If he wins the Republican nomination for 2024, DeSantis could become the first middle-class president since Richard Nixon. I exempt Jimmy Carter, because a Southern gentleman whose family kept its land is an aristocrat by another name, and Gerald Ford, who may have been middle class but wasn’t a real president. I also exempt Biden. He was middle class long ago, but he has thoroughly depraved himself through five decades of public service.
You cannot have a democratic republic without a large and secure middle class, and it cannot hurt to have a president with recent experience in the cheap seats. Aristotle, in Politics, wrote, “The best political community is formed by citizens of the middle class.” The middle class is secure in its property and pays taxes. As Socrates would have put it, those in the middle class have skin in the game. It was the pragmatism of Aristotle’s Politics that the founders had in mind when they wrote the Constitution, not the control-freak fantasy land of Plato’s Republic. But Plato is what we’re getting.
The Aristotelian American middle classes are shrinking by all and any measures. Yet, simultaneously, the power and budgets of the Platonic permanent bureaucracy are growing. The Athenian philosophers recognized this as the conundrum of the chicken and the egg, leading to the scrambling of democratic priorities. The tougher life gets for the citizens of the middle class, the more they seek safe berths in the bureaucracy for their children. The wider the gap between the elites and the governed, the more the bureaucracy sees its task as keeping the angry masses in order.
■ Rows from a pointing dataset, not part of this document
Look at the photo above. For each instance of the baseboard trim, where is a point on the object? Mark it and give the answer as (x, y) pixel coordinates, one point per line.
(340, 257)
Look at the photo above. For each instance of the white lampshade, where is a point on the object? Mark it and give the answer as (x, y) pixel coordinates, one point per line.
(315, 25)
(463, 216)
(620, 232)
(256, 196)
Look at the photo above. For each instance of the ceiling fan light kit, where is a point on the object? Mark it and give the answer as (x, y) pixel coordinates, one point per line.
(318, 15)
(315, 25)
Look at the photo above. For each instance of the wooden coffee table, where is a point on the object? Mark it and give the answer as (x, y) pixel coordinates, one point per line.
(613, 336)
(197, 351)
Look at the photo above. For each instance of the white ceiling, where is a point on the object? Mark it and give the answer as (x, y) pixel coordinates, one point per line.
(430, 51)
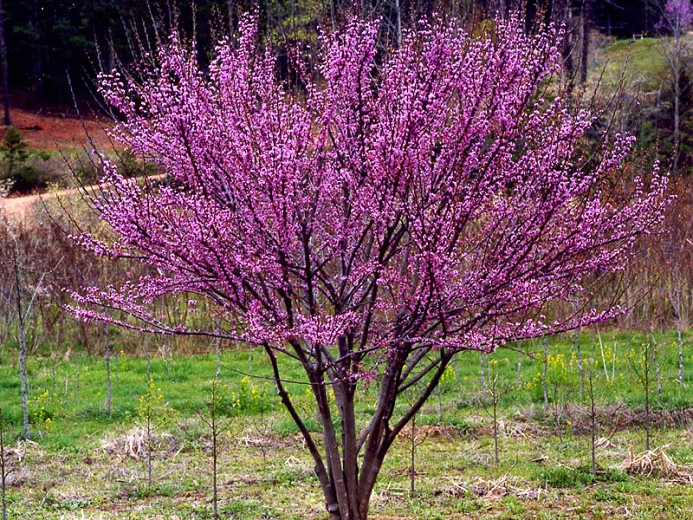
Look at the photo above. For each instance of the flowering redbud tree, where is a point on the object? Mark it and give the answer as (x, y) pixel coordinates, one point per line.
(392, 212)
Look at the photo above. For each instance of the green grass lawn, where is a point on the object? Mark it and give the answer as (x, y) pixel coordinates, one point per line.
(84, 463)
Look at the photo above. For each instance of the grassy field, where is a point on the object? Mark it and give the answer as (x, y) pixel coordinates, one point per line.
(83, 462)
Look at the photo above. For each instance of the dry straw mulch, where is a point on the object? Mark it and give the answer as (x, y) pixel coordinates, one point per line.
(655, 462)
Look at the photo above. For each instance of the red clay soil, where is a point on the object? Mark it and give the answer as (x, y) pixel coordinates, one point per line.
(57, 132)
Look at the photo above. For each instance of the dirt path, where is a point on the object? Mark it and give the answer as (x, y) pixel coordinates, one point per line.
(55, 132)
(21, 207)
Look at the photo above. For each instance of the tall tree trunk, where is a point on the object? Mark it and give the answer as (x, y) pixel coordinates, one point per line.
(107, 358)
(23, 348)
(3, 69)
(677, 96)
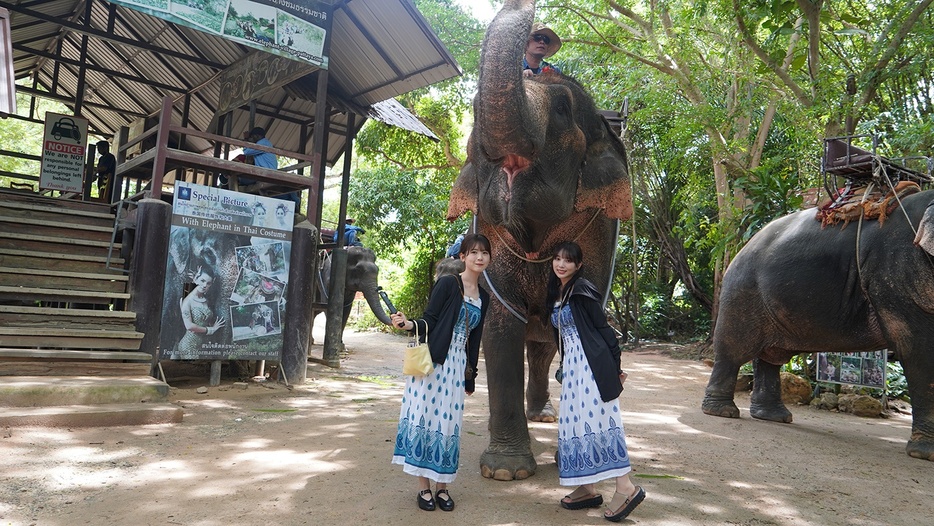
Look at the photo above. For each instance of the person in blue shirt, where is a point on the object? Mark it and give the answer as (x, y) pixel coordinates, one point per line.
(266, 160)
(351, 234)
(543, 43)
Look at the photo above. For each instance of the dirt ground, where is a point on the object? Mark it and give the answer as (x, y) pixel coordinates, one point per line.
(319, 454)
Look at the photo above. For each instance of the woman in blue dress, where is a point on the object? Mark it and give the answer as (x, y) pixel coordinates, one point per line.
(428, 437)
(591, 441)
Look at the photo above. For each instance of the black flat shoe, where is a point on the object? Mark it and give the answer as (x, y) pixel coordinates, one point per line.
(445, 504)
(426, 504)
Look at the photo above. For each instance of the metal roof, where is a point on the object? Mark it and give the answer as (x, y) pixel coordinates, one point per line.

And so on and downward, as Plato said, from oligarchy to anarchy and tyranny.
In The Dying Citizen, which came out last year, Victor Davis Hanson defined the “fundamentals of traditional middle-class citizenship” as a “perceived ability to marry, raise children, own a home, and plot an autonomous course to have control of their own financial destinies.” These fundamentals are slipping beyond young people, especially in the cities. The young, Hanson said, are becoming “contemporary peasants,” living in an upgraded, degraded version of the old tribalism.
Hanson really is a yeoman farmer. He also teaches classics at California State University, Fresno. The new tribalism, he wrote, is identity politics. People have never been so racially diverse and intermingled or tolerant of sexual variety. Yet an entire generation has been raised on the premise that people should not be equal before the law and that the bureaucracy should reward or punish them for skin color, ethnicity, or, for the more imaginative, gender identification. Legality aside, this winner-take-all system radicalizes both winners and losers. Hence the Trump presidency, the revenge of the citizens. Hence the abuse of bureaucratic power and journalistic principle that followed. Thus the rage of the Republican base, the lawlessness of the Democratic Left, and the all-around collapse in civility.
Electing a citizen president like DeSantis would only be the beginning of a long struggle to restore the conditions in which citizenship can flourish. The Romans, Hanson wrote, identified a “strange paradox of material progress and moral regress” as their republic fell apart. Its symptoms included the decline of the rural middle class and the traditional Roman family and the growth of a hedonistic urban population with better things to do than have children. America, meet the pajama boys and barista spinsters of ancient Rome.